Realtime Datamining Of Location Data

March 16, 2010

All the recent coverage of PleaseRobMe.com has focused on one particular idea of what can be done with realtime datamining of location data. (And how long until we see mashups combining PleaseRobMe.com with social cataloging sites such as LibraryThing?)

Where My Ladies At? (link goes to John Bollozos’ descriptive writeup) is another such site – it mines data from apps such as FourSquare and Gowalla and compares it against a database of female names in order to identify places where lots of females are at a given moment. I’m really at a loss to say more about it.

See also Jim Bumgardner’s “Mayor Of The North Pole” for a perspective on forging location data.

[Tip o' the hat to Dan G for the Where My Ladies At? pointer.]


Another Profile Of Demand Media

March 16, 2010

Five months after the Wired article, Time Magazine has a recent profile of Demand Media.

The article is short and doesn’t have much additional data compared to the Wired article. However, the author submitted approximately 20 articles to Demand, and did some experimenting such as including factual errors to see if they would be caught.


Datamining Facebook

February 9, 2010

Just a quick post of two links about datamining Facebook:

Pete’s divisions of the US are interesting to consider.

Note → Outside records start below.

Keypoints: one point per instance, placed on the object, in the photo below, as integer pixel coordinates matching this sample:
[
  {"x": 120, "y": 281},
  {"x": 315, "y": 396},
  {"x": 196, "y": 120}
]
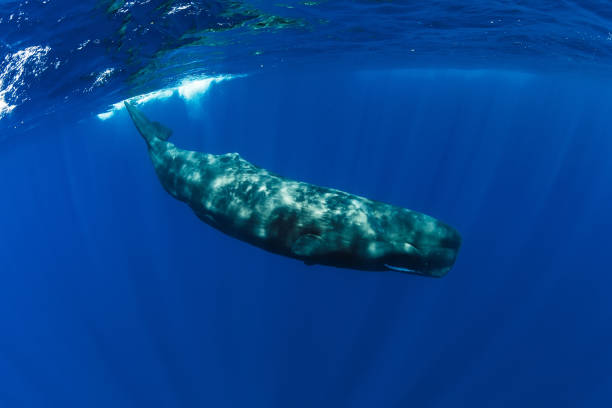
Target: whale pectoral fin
[
  {"x": 308, "y": 245},
  {"x": 161, "y": 131}
]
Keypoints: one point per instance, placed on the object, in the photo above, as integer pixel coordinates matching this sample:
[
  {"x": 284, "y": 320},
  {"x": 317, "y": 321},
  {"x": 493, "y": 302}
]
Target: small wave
[
  {"x": 13, "y": 69},
  {"x": 188, "y": 89}
]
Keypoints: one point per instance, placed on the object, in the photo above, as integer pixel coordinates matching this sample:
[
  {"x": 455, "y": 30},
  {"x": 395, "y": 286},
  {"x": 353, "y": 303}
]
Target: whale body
[{"x": 314, "y": 224}]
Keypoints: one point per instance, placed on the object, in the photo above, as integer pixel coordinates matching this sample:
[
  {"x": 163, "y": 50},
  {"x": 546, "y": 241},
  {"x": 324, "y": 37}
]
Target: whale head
[{"x": 428, "y": 247}]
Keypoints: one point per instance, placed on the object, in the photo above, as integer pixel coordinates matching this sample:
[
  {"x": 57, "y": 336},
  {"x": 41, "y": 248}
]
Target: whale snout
[{"x": 432, "y": 252}]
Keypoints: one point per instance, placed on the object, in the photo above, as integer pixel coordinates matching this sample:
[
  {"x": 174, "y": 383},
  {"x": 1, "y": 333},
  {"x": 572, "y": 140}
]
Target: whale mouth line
[{"x": 400, "y": 269}]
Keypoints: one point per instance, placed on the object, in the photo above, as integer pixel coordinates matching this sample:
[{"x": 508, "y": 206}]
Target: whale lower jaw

(I haven’t read all the commentary yet, but it’s clear that Mr. Warden is needing some pop culture data to help him understand why Ashley is a popular name in the South and why Twilight is popular in Utah. I think the answers are fairly self-evident.)


Datamining The Government

February 3, 2010

The article is a bit old now (June 2009), but Wired had an interesting interview with Vivek Kundra about Data.gov. This is the usual Web 2.0 pitch about making data transparent and available and hoping that crowdsourcing will magically create useful things.

I will however admit to having been intrigued by the concept of one of the apps mentioned in the article:

In DC, someone combined several of the data sets released by local government—maps, liquor license info, crime statistics—into an app called Stumble Safely, which shows users the safest way to walk home when drunk.

Now someone just needs to mash it up with some augmented reality software or turn-by-turn GPS directions (“Turn left at the next corner. Stagger 2 blocks east. Try not to walk into that telephone pole.”).

Also of interest is DataMasher, which I spotted on LifeHacker. It appears to be a site for mashing up various government data sources. You can also save your own mashup and make it available to others. Looks interesting. So far, the Highest Rated and Most Discussed mashups seem to focus on health, mortality, guns, alcohol, obesity, and reproduction.

Finally, if you’ve read Freakonomics, check out this article on “bad boy” baby names as a predictor of behavior.


Datamining Games

February 3, 2010

The rise of the online always-on videogame opens a new world of stat tracking. The recent changes is this area are well beyond simple high score boards or achievements/trophies. For example, consider the article “You Are Being Watched” from a recent issue of the Official Xbox Magazine. The article details the datamining that Bungie is doing for Halo 3 and Halo 3: ODST, that Criterion is doing for Burnout Paradise, and Valve is doing for Team Fortress 2 and Left 4 Dead.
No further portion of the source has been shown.